Action needed to end Rohingya suffering - GulfToday

Action needed to end Rohingya suffering

Rohingya Refugee Camps

The International Court of Justice should step in urgently and order measures to stop Myanmar’s genocidal conduct immediately.

The filing of a case by Gambia at the United Nations’ highest court accusing Myanmar of genocide in its campaign against its Rohingya Muslim minority is a step in the right direction as international inaction on the subject cannot be an option anymore.

The International Court of Justice should step in urgently and order measures to stop Myanmar’s genocidal conduct immediately.

Both Gambia and Myanmar are signatories to the 1948 Genocide Convention, which not only prohibits states from committing genocide but also compels all signatory states to prevent and punish the crime of genocide.

Gambia’s justice minister and attorney general, Abubacarr Marie Tambadou, has made it clear that he wants to “send a clear message to Myanmar and to the rest of the international community that the world must not stand by and do nothing in the face of terrible atrocities that are occurring around us. It is a shame for our generation that we do nothing while genocide is unfolding right before our own eyes.”

Myanmar’s military began a harsh counterinsurgency campaign against the Rohingya in August 2017. More than 700,000 Rohingya Muslims were forced to flee to neighbouring Bangladesh to escape what has been called an ethnic cleansing campaign involving mass rapes, killings and the torching of homes.

The head of a UN fact-finding mission on Myanmar also warned last month that there is a serious risk of genocide recurring.

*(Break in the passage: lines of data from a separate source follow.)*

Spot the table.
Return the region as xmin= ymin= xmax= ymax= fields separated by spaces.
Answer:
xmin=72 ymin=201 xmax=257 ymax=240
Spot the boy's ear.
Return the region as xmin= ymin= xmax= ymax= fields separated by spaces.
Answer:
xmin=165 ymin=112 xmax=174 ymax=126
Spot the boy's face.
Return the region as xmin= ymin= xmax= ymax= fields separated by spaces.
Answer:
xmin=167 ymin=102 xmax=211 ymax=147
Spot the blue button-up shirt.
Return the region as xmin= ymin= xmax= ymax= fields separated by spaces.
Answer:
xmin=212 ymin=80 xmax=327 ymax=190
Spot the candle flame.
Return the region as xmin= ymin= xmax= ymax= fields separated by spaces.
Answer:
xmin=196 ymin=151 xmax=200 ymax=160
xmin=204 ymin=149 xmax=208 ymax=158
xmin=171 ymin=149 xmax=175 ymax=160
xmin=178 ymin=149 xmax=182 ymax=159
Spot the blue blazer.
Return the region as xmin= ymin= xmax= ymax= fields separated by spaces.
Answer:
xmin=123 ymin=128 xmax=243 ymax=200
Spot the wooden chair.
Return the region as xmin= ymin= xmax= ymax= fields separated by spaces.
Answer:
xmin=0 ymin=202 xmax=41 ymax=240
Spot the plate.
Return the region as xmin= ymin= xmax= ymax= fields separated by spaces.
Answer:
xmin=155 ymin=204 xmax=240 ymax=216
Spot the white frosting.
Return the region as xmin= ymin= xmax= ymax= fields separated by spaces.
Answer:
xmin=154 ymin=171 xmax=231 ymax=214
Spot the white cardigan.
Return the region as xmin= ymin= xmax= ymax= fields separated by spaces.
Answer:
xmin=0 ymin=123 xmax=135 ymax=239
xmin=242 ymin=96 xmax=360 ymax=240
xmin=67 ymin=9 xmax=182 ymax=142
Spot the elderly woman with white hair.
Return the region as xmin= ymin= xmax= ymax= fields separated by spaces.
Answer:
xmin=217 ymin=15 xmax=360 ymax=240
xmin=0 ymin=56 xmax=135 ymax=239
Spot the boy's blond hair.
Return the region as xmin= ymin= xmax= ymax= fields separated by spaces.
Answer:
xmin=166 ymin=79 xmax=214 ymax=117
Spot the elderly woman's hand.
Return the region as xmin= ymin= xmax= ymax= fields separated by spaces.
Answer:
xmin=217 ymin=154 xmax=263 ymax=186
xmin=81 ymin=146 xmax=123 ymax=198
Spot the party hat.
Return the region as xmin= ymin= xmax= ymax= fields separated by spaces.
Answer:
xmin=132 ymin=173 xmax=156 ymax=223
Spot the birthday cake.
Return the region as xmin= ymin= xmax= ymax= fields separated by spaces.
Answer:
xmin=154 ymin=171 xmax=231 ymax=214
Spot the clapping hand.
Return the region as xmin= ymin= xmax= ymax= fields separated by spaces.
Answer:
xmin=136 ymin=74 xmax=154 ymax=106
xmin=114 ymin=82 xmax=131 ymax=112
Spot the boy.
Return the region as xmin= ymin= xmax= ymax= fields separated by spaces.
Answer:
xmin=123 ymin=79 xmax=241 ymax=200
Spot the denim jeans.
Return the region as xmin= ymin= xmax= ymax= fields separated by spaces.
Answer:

The case filed at the International Court of Justice, also known as the world court, has outlined clearly that Myanmar’s campaign against the Rohingya, which includes “killing, causing serious bodily and mental harm, inflicting conditions that are calculated to bring about physical destruction, imposing measures to prevent births, and forcible transfers, are genocidal in character because they are intended to destroy the Rohingya group in whole or in part.”

An Independent International Fact-Finding Mission on Myanmar had made it abundantly clear in a report wrapping up two years of documentation of human rights violations by security forces that counterinsurgency operations against Rohingya in 2017 included genocidal acts.

The Rohingya still inside Myanmar are living in deplorable conditions and facing persecution.

Compounding the problems, the repatriation of a million Rohingya already driven from the country by the army remains impossible.

The Rohingya are denied citizenship in Buddhist-majority Myanmar and are accused of being illegal immigrants from neighbouring Bangladesh.

Bangladesh and Myanmar signed a repatriation deal two years ago.

It is not surprising that none of the thousands of Rohingya Muslims living in crowded refugee camps in Bangladesh turned up for a planned repatriation to Myanmar recently.

The horrific actions of violence and ethnic cleansing by Myanmar military have left the Rohingya horror-struck. They are genuinely gripped by fear.

Rohingya Muslims have long demanded that Myanmar give them citizenship, safety and their own land and homes they left behind.

Many refugees say that they want to go back under direct UN supervision, not under the Myanmar government. Such a demand is justified, considering how Myanmar has treated the victims.

Other legal attempts to bring Myanmar to justice over allegations of crimes against the Rohingya have so far stalled.

Param-Preet Singh, associate international justice director at Human Rights Watch, has rightly called the case filed by Gambia a “game changer” and called on other states to support it.

The world court ordering provisional measures could help stop the worst ongoing abuses against the Rohingya in Myanmar, as she points out.